Speaking at the recent Streaming Media Europe conference in London, Jake Ward, business development director for hosting and webcasting company Groovy Gecko, told about an event where Italy’s Prime Minister Silvio Berlusconi addressed an audience in front of a Twitter wall — which was full of hundreds of messages all attacking him in various creative ways.
A moderation step would have prevented that from happening.
“We recently did an event for the Legal Sector Alliance, which is a group of law firms who are very much driven by sustainability, and they actually left an open session at the end of one of their events, and the purpose of that open session was just to respond to what people had said throughout the event. So it actually was, effectively, a blank session at the end. I’m biased, because I was part of it, but I actually found that to be the most interesting session. Whilst I agree we have to be very careful, I think it’s inevitable, I think it will happen, and there are lots of great examples of where it works,” said Hambling.
The panel also addressed the issue of targeted viewing, meaning hand selecting your event’s audience to get favorable viewers in and keep unfavorable viewers out. Hambling said to use invitations carefully.

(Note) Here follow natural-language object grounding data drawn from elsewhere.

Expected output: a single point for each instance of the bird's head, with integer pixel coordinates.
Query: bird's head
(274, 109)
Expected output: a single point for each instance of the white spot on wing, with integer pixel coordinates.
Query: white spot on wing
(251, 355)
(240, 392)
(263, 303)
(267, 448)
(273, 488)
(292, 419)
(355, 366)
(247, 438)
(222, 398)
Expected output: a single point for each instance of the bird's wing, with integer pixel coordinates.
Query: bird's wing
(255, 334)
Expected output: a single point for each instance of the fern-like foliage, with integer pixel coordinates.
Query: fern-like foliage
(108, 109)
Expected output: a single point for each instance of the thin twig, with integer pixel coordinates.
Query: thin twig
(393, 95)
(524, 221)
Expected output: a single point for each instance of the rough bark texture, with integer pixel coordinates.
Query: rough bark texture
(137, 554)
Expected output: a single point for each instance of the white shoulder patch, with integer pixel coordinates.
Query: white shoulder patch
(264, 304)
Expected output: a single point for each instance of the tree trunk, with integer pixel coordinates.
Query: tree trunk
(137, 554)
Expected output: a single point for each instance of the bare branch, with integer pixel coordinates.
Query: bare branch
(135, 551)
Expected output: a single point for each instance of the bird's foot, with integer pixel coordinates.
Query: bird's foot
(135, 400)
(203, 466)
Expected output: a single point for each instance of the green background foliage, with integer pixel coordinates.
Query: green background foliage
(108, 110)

“When we came into this space, we knew that a lot of our clients at the end of an event would say ‘How many people viewed? How many people did we get online?’ I think historically that’s how we’ve gauged the success of online products — the number of people or the hours or minutes. But if we take a step back and we look at how we used to monitor the same media coverage, we used to go through and say ‘It got x number of column inches,’ which means that it’s successful. Actually, the more we looked at it the more we realized that the amount somebody saw something had no impact at all on the quality of the message,” noted Hambling.
Companies that invite their audience should be careful to offer a dialogue, Hambling continued. Respond offline to any issues that come up and get back to people immediately. If an issue is difficult, the best way to get back to your message is to address the issue head-on, he noted.